Photo by Justin Singh

The fitness industry can be a confusing place, with many experts providing conflicting opinions. Scientific research is our best shot at providing objective and effective approaches to fitness. Strength and Conditioning Research is a monthly review service that covers new and interesting scientific studies on fitness topics. The studies included help answer difficult questions about optimal fitness, training, and body transformation.

Here are the summarized results of three recent studies that were covered in the review along with what those results mean for us.

Do You Have to Stretch Every Day to Become More Flexible?

Researchers led by Daniel Cipriani from Chapman University, Orange, California, found stretching 3-4 times a week was almost as effective at improving flexibility as doing it every day [1].

What did the researchers do?

The researchers recruited 62 subjects (30 male and 33 female, age range of 18-46 years) and asked them to complete a four-week hamstring-stretching program.  However, there were four separate programs that varied in frequency.

One group did stretched daily, twice a day. A second stretched once a day. A third stretched 3–4 days a week, twice a day. The fourth stretched 3–4 days a week, once a day.

The stretch was a standing one-legged hamstring movement where the target leg was elevated. Each time the subjects performed the movement, the position was held for 30 seconds, followed by a 10-second rest and then a second 30-second stretch.

What happened?

The researchers found that all four groups gained an average of 18.1 ± 6.3 degrees of hip range of motion as a result of the increased hamstring length.  There was no significant difference between the groups.

However, the researchers did find that when they collapsed the data from the groups that stretched daily and the groups that stretched just 3-4 times per week, the high-frequency groups did achieve slightly better results.

What did the researchers conclude?

The researchers concluded that both daily and 3-4 times a week frequencies of stretching produced similar gains in range of motion. However, they also concluded that the higher frequency programs produced slightly greater improvements.

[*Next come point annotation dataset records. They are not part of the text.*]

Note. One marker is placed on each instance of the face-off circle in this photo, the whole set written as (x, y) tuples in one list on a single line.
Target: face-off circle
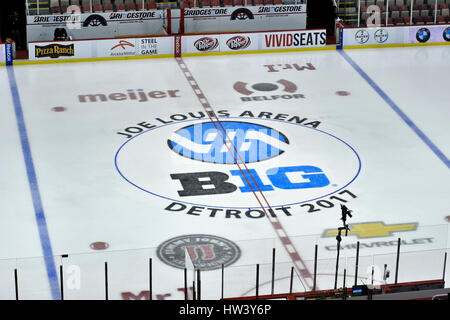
[(206, 252)]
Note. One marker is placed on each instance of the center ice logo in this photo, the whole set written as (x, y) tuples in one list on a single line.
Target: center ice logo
[(229, 142), (220, 165)]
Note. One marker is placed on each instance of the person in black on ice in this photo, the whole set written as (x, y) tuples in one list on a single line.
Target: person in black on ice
[(345, 212)]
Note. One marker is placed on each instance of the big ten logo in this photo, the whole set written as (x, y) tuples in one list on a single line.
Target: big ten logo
[(216, 182), (239, 143), (74, 21), (73, 277), (374, 18)]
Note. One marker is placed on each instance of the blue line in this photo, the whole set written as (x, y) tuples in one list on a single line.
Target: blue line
[(396, 109), (34, 188)]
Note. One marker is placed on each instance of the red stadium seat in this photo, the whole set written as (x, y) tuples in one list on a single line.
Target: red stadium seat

What does it mean for you?

If stretching is a high priority, doing it every day will lead to faster improvements. However, if you are short of time and stretching is just one small part of your training, then just 3–4 times a week will provide results that are almost as good.

Can We Combine Resistance and Endurance Training?

A group of researchers led by Jacob Wilson from the University of Tampa, Florida, recently performed a detailed review of the literature and found that programs involving both resistance and endurance training can lead to reduced gains in power but not strength or size [2].

What did the researchers find?

For strength and power athletes

The researchers found that combined resistance training and endurance training programs did not produce significantly lower gains in strength or hypertrophy adaptations compared to strength-only programs. However, they did find that combined resistance training and endurance training programs produced significant lower power gains than strength-only programs.

For endurance athletes

The researchers concluded that combined resistance training and endurance training programs did not result in lower gains in maximal oxygen uptake than endurance training, suggesting that endurance athletes can make use of strength training without fear of compromising their performance.

What does it mean for you?

If you are an athlete whose sport requires maximal power or the ability to produce a large force in short period of time (i.e. throwing, jumping, sprinting), it's best to avoid or minimize endurance training.

If you are an athlete whose sport requires just strength and size, or you just want to improve the way you look, you can make use of combined resistance and endurance training without fear of the endurance training limiting your gains.

Finally, for endurance athletes, make use of strength training within a combined resistance- and endurance-training program with no adverse affects on fitness.

Can Interval Training Improve Triathlon Performance?

Researchers from the UK, led by John Jakeman of Oxford Brookes University, found that extremely short-duration, high-intensity interval training can be used to improve triathletes’ endurance performances [3].

What did the researchers do?

The researchers investigated whether short-duration high-intensity interval training, involving six sessions of 10 sprints of 6-seconds for a total of 60-seconds of exercise per session could lead to performance improvements in a 10 km cycling endurance time trial.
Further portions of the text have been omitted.